Other recent Supreme Court rulings, on Second Amendment rights, Miranda rights, campaign finance regulations and tribal sovereignty, are also evidence of Thomas’ impact on the nation’s highest court.
The long game
In his memoir and public speeches, Thomas identifies as a self-made man. Though he has benefited from affirmative action programs – and the color of his skin played a role in his Supreme Court nomination – Thomas has staunchly opposed such efforts to remedy past racial discrimination. Like other notable Black conservatives, Thomas argues that group-based preferences reward those who seek government largesse rather than individual initiative.
With the exception of guidance of Catholic Church institutions and his grandfather Myers Anderson, Thomas claims he earned his accomplishments by effort, hard work and his own initiative. In a 1998 speech, Thomas foreshadowed his judicial independence and made clear that his attendance before the National Bar Association, the nation’s largest Black legal association, was not to defend his conservative views – or further anger his critics.
“But rather,” he explained, “to assert my right to think for myself, to refuse to have my ideas assigned to me as though I was an intellectual slave because I’m black.”
“I come to state that I’m a man, free to think for myself and do as I please,” Thomas went on. “I’ve come to assert that I am a judge and I will not be consigned the unquestioned opinions of others. But even more than that, I have come to say that, isn’t it time to move on?”
But like many of Thomas’ complexities, his own self-made narrative distorts the ideas of the first prominent Black Republican who remains one of his intellectual heroes – Frederick Douglass, the statesman, abolitionist and fugitive ex-slave whose portrait has hung on the wall of Thomas’ office.
But in “Self-Made Men,” a speech he first delivered in 1859. Douglass disagreed with the idea that accomplishments result from solely individual upliftment.

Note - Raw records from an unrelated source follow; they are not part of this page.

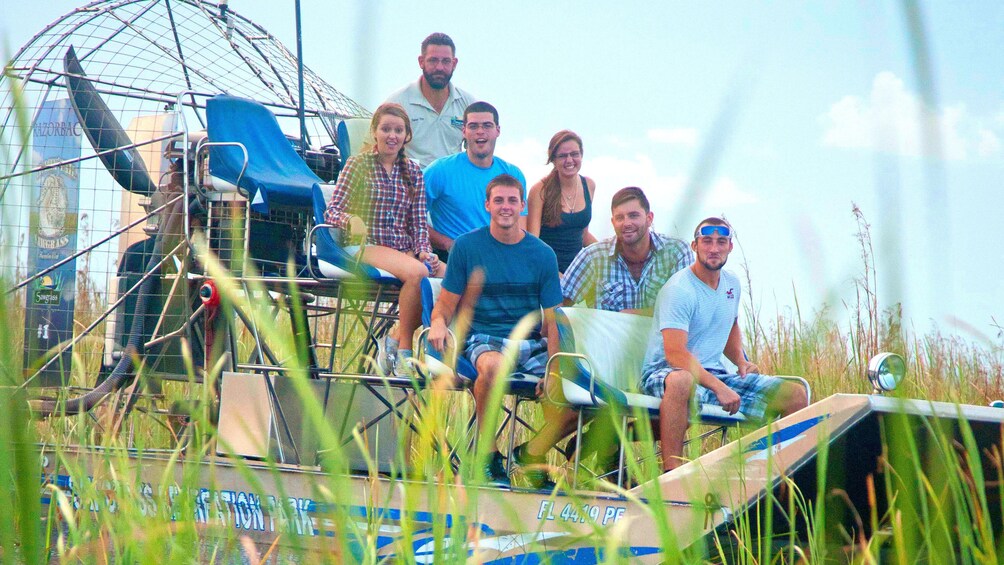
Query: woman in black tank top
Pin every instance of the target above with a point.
(560, 205)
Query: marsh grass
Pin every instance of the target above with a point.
(936, 512)
(935, 479)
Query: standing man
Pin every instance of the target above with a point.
(696, 321)
(433, 103)
(624, 273)
(518, 276)
(455, 185)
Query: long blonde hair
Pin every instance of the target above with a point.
(550, 193)
(391, 108)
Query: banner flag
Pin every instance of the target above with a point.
(48, 320)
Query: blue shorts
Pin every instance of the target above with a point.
(753, 389)
(531, 354)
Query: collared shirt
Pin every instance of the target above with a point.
(599, 276)
(394, 213)
(435, 134)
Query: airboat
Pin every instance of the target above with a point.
(164, 220)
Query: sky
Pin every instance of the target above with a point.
(781, 115)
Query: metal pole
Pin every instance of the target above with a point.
(299, 76)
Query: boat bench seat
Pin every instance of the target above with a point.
(599, 364)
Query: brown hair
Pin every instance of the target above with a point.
(628, 194)
(438, 39)
(550, 192)
(391, 108)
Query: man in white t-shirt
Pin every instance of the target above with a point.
(696, 321)
(434, 104)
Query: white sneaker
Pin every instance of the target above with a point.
(405, 365)
(387, 355)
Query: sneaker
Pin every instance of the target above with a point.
(533, 469)
(387, 354)
(495, 471)
(405, 365)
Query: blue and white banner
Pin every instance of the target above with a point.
(48, 320)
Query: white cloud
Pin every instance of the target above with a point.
(894, 119)
(614, 173)
(674, 135)
(989, 144)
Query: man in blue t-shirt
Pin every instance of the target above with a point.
(505, 274)
(455, 185)
(696, 321)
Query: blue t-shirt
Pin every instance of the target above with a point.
(519, 278)
(455, 191)
(705, 314)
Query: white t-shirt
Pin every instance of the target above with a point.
(706, 314)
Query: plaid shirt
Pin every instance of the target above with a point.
(394, 214)
(599, 276)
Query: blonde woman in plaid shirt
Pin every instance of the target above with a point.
(380, 199)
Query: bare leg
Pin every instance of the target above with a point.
(487, 365)
(674, 416)
(558, 422)
(789, 399)
(410, 271)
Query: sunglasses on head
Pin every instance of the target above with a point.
(707, 231)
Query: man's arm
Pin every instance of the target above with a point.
(438, 240)
(675, 344)
(446, 307)
(639, 311)
(734, 351)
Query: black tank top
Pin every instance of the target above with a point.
(566, 238)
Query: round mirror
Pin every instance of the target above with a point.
(887, 370)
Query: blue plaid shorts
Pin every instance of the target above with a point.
(531, 354)
(753, 389)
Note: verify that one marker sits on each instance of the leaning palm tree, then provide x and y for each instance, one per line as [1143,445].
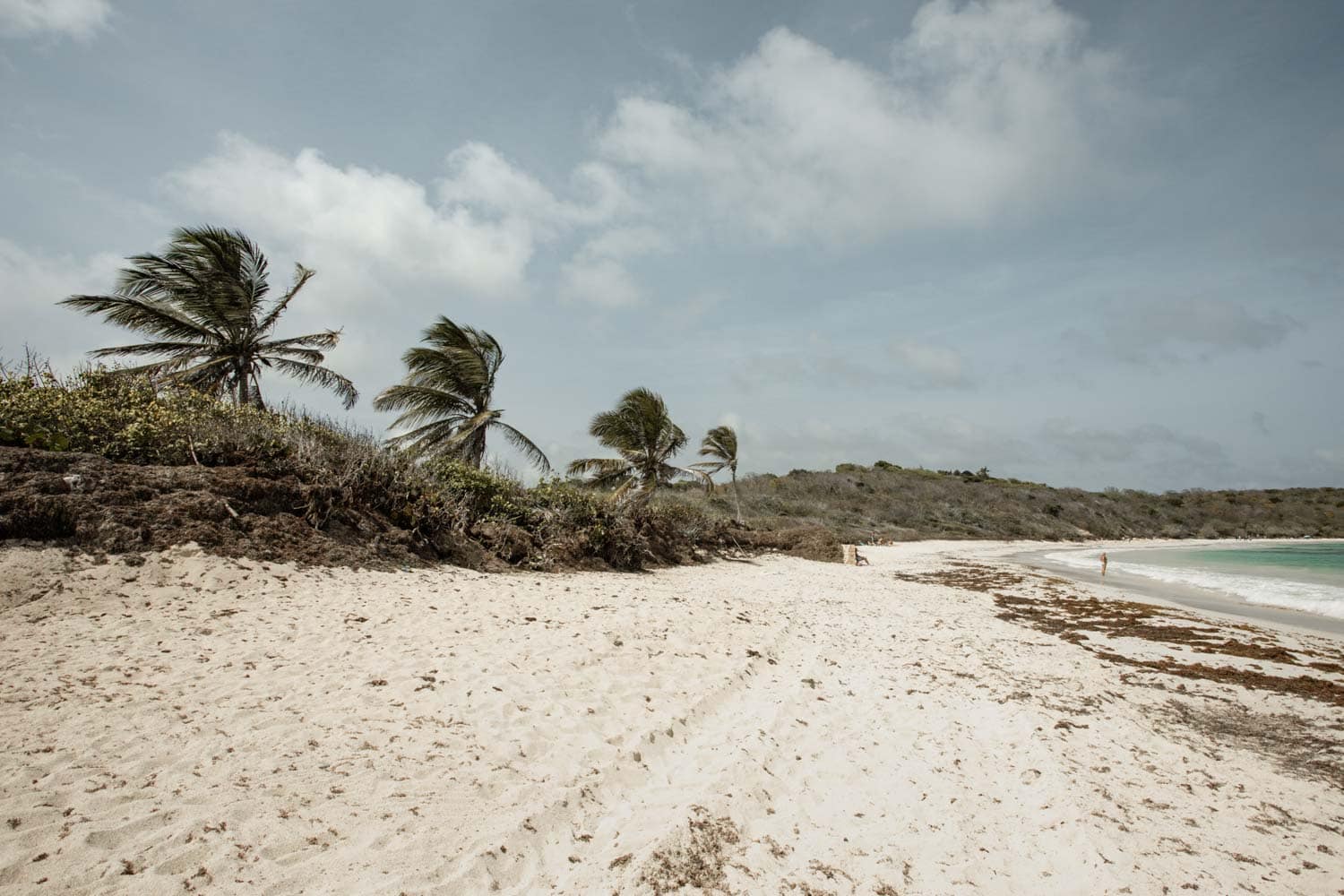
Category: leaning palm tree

“Properly speaking,” Douglass wrote, “there are in the world no such men as self-made men. That term implies an individual independence of the past and present which can never exist.”
Law against the people
Thomas’ view of the law is rooted in the originalism doctrine of an immutable rather than living U.S. Constitution. Since the 1776 Declaration of Independence, modern America for Thomas has been predominantly a republic, where laws are made for the people through their elected representatives. Unlike a pure democracy, where the people vote directly and the majority rules, the rights of the minority are protected in a republic.
Dating back to ancient Rome, the history of republicanism is a story of denouncing domination, rejecting slavery and championing freedom. Yet in my view, American republicanism has an underside: its long-standing basis in inequality that never intended its core ideals to apply beyond a small few.
Thomas claims consistency with America’s original founding. In my view, Thomas’ perilous conservative activism works against a fundamental principle of the U.S. Constitution – “to form a more perfect union.”
Thomas’ rulings reveal a broader ultraconservative agenda to roll back the social and political gains that marginalized communities have won since the 1960s.